Bad news for LinkedIn and its users: The site’s DNS was hacked last night. The attack was first noticed by Bryan Berg, the founder of app.net, who warned LinkedIn’s 200 million-plus users that all their long-lived cookies were sent in plaintext to an SSL-free, India-based site. If that’s true, the cookies could be used to compromise LinkedIn user accounts.
LinkedIn used Twitter to reassure its users that all was well in cyberresume-land, but as of 8am EST, it had not yet sent out an all-resolved message.
Our site is now recovering for some members. We determined it was a DNS issue, we’re continuing to work on it.

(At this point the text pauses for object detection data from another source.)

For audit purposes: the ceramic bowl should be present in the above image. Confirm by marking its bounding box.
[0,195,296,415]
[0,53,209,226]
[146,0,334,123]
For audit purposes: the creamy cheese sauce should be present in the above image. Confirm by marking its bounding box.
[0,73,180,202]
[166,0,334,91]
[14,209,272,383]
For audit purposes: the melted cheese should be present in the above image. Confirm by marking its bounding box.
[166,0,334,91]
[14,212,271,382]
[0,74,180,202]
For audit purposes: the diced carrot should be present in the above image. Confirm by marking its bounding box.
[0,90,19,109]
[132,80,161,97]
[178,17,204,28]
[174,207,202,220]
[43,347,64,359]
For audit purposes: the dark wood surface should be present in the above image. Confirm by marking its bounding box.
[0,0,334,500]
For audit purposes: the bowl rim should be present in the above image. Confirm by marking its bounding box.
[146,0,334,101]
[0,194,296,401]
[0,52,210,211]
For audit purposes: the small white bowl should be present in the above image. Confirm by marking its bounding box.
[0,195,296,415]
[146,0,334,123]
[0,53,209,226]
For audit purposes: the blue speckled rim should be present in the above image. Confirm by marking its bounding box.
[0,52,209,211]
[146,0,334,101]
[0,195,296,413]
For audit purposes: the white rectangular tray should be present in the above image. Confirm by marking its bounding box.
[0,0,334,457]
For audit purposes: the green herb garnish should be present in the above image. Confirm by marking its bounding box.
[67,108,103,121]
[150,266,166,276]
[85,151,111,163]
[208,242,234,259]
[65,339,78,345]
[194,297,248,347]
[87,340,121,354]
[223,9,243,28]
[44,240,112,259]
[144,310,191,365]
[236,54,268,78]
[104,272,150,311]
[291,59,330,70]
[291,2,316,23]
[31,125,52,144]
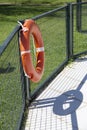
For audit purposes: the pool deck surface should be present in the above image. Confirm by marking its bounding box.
[25,56,87,130]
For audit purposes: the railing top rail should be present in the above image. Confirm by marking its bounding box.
[0,26,20,55]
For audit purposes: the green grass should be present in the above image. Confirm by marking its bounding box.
[0,0,87,130]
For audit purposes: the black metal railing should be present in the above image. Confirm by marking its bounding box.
[0,3,87,130]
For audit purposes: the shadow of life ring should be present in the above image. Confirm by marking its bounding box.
[20,19,44,82]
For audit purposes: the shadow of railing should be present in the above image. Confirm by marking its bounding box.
[29,74,87,130]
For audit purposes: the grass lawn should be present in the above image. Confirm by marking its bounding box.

Thanks for your patience.
— LinkedIn (@LinkedIn) June 20, 2013
The site, confluence-networks.com has since posted a notice on its homepage saying the following:
“Confluence Networks is a Colocation & Network service provider having tie-ups with data centers across various geographical regions. We don’t host any services ourselves. Starting a few hours ago, we received reports about some sites (including linkedin.com) pointing to IPs allotted to our ranges. We are in touch with the affected parties & our customer to identify the root cause of this event.
Note that it has already been verified that this issue was caused due to a human error and there was NO security-related issue caused by the same. More details will be provided shortly.”
In June of 2012, LinkedIn confirmed more than 6 million passwords had been leaked online.